Storey A, Banks L
International Center for Genetic Engineering and Biotechnology, Trieste, Italy.
Oncogene. 1993 Apr;8(4):919-24.
Human papillomaviruses (HPVs) are small DNA tumor viruses, a subset of which is closely associated with the development of cervical cancer. The viral E6 and E7 open reading frames encode multifunctional proteins that bind respectively to the p53 protein and to the product of the retinoblastoma tumor-suppressor gene. In this study we demonstrate that the HPV-16 E6 gene cooperates with EJ-ras to immortalize primary cultures of mouse kidney epithelial cells. HPV-16-immortalized cell lines expressing E6 but not E7 contained low levels of wild-type p53 protein. In contrast, those cells immortalized by EJ-ras alone contained elevated p53 protein levels, and were shown to contain a mutation in the gene. These results suggest that activating mutations in the p53 gene can functionally substitute for HPV-16 E6 in transforming primary cells.
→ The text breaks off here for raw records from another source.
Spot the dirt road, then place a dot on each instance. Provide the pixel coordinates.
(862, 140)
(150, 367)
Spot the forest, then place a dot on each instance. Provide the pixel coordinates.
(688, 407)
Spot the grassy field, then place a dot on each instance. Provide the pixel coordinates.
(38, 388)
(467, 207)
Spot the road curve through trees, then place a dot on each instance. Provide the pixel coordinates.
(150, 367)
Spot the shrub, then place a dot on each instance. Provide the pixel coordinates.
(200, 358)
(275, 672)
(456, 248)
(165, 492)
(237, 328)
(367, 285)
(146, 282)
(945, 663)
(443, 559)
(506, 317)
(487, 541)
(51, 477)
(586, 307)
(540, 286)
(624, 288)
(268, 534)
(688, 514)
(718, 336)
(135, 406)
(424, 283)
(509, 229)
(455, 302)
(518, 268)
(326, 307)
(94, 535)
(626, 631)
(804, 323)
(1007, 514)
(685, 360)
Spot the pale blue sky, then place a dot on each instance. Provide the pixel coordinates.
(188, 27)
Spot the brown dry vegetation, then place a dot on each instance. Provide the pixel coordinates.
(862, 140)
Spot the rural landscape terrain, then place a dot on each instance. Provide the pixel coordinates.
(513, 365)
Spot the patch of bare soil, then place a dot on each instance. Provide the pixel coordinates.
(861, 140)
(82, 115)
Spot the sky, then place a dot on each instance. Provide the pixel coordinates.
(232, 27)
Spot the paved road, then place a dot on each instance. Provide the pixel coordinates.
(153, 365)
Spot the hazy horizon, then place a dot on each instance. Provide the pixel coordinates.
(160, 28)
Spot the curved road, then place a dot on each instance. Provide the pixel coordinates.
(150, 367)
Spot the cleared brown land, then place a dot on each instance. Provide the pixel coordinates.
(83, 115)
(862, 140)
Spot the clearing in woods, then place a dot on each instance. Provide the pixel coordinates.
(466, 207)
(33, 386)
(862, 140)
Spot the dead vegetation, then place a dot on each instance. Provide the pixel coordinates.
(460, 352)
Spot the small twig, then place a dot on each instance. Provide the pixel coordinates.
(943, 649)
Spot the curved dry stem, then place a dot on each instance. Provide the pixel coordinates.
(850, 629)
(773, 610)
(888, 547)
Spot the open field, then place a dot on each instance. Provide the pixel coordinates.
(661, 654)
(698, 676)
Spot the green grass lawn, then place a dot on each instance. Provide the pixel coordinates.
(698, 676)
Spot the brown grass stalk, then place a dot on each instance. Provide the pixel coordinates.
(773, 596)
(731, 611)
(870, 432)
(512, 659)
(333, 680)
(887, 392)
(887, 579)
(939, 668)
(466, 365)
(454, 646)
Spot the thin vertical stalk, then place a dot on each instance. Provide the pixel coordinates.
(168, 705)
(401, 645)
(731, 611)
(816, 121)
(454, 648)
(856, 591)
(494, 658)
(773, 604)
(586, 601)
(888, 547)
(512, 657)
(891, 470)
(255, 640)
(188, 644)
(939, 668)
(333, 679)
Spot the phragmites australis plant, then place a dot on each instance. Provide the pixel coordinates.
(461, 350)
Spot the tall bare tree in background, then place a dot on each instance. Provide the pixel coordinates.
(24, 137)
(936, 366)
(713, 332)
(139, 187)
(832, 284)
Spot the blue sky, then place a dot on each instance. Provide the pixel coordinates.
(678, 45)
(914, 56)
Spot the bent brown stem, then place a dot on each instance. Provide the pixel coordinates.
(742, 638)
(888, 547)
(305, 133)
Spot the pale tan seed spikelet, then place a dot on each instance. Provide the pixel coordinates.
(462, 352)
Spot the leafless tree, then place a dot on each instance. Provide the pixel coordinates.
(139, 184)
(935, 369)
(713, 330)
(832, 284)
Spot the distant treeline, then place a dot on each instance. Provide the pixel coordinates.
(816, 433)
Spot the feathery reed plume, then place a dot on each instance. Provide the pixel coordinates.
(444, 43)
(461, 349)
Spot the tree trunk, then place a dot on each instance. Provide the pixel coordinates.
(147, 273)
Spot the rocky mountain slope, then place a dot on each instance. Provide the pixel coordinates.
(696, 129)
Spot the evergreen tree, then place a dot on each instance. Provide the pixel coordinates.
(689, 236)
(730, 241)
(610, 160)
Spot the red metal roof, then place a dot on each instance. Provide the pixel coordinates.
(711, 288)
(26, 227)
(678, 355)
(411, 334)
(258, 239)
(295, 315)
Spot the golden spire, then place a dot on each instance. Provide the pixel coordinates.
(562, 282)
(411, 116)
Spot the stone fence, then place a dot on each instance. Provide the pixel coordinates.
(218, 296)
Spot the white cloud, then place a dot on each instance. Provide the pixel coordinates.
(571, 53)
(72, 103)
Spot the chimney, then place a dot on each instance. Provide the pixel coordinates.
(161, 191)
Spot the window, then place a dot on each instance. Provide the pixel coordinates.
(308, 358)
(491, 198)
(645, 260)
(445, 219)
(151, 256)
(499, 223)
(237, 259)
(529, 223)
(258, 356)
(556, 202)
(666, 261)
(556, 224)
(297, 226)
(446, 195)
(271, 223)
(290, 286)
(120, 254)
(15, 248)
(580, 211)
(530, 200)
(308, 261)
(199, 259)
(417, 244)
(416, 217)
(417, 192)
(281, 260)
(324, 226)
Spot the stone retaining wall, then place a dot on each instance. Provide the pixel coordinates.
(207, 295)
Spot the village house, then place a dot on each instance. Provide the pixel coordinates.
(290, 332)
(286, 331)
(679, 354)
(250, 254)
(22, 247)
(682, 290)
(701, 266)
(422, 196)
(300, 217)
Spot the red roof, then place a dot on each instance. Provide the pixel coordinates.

人乳头瘤病毒(HPV)是一类小型DNA肿瘤病毒,其中一部分与宫颈癌的发生密切相关。病毒的E6和E7开放阅读框编码多功能蛋白,它们分别与p53蛋白以及视网膜母细胞瘤肿瘤抑制基因的产物相结合。在本研究中,我们证明HPV - 16 E6基因与EJ - ras协同作用可使小鼠肾上皮细胞原代培养物永生化。表达E6但不表达E7的HPV - 16永生化细胞系含有低水平的野生型p53蛋白。相比之下,那些仅由EJ - ras永生化的细胞含有升高的p53蛋白水平,并且显示该基因存在突变。这些结果表明,p53基因中的激活突变在转化原代细胞时可在功能上替代HPV - 16 E6。